The FBI issued a public service announcement a couple of years ago warning about QR code phishing, and the volume has climbed every quarter since. Vendor research from Proofpoint, Barracuda, and others shows QR-based phishing, which the industry has started calling quishing, rose by several hundred percent between 2022 and 2024.
The mechanism is simple. The attacker sends a phishing email that doesn’t contain a clickable link. It contains a QR code image. The user, trained by years of restaurant menus and event check-ins to scan QR codes without thinking, pulls out their phone, scans the code, and lands on the attacker’s fake login page.
The reason attackers pivoted to this technique is that it bypasses most of the email security your firm has in place.
Email security doesn’t read images
Your Microsoft 365 tenant probably has some level of email protection. It might be Defender for Office 365. It might be Mimecast or Proofpoint or Barracuda. These products are reasonably good at detecting malicious links in email. They check URLs against threat databases. They sandbox attachments. They compare the sending domain against SPF, DKIM, and DMARC records.
What they historically have not done well is read QR codes. A QR code in an email is an image. The security tool sees an image. It might scan for embedded malware in the image file. It generally doesn’t interpret the QR code itself, extract the URL, and check that URL against phishing databases.

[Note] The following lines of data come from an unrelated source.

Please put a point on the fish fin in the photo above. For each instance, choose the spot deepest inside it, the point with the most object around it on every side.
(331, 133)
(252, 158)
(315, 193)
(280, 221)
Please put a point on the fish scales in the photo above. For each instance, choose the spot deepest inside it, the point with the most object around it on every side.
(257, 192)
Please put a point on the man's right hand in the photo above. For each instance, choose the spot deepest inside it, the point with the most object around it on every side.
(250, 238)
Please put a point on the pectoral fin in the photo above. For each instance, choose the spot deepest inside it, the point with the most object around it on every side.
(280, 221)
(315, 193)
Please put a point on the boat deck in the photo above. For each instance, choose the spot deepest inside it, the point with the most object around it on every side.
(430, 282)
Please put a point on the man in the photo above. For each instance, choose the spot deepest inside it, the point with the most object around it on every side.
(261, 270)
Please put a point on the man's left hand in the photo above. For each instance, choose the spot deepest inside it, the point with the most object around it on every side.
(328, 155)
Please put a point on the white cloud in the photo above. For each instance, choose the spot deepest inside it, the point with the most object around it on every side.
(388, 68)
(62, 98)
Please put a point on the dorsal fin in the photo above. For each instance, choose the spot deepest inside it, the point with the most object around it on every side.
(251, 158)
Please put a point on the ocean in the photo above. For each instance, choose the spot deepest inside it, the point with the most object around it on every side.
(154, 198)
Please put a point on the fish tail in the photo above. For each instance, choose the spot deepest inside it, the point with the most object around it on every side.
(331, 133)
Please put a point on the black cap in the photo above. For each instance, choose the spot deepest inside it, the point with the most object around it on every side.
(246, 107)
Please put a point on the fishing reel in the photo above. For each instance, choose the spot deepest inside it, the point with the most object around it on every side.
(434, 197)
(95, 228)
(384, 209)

That gap is where quishing lives. The email looks clean to the security filter. It has no malicious link, no suspicious attachment. Just an image with some verbiage around it. Maybe “your Microsoft 365 password expires today, scan to reset.” Maybe “your package is held up, scan to confirm delivery.” Maybe “your direct deposit needs to be reconfirmed, scan for the HR portal.”

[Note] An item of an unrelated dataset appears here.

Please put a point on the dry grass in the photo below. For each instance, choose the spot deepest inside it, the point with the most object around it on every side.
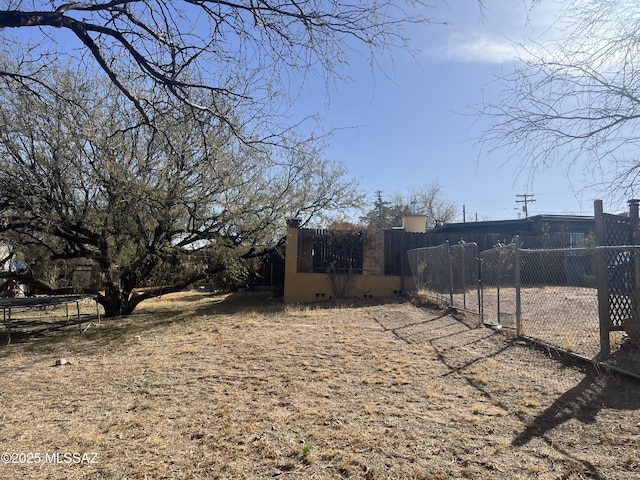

The email lands in the inbox clean. The user pulls out their phone. Their phone’s camera interprets the QR code and suggests a URL. The user taps to open it. They’re on the attacker’s site, typing their password.
The part that makes this especially bad is that the phone is usually a personal device, not a managed work device. Even firms that have good endpoint security on their laptops often have no visibility into what happens when an employee scans a QR code with their personal iPhone. The attack path deliberately routes around the IT-managed channel.
Vendor response has been uneven
Major email security vendors have been adding QR code scanning to their products, with varying levels of effectiveness. Microsoft announced Defender QR code protection in early 2024, and most of the third-party providers now scan embedded QR codes against their URL reputation databases. If your firm’s email security was configured before about mid-2024, there’s a real chance it doesn’t have QR scanning turned on or isn’t on a license tier that includes it. Worth checking.
The secondary response has been to update phishing training to include quishing as a category. If your firm does phishing simulation (and if you don’t, your cyber insurance will probably require it soon), the simulations should include QR-based lures. If your team is only being tested against “click this link” emails, they’re being trained for last year’s threat.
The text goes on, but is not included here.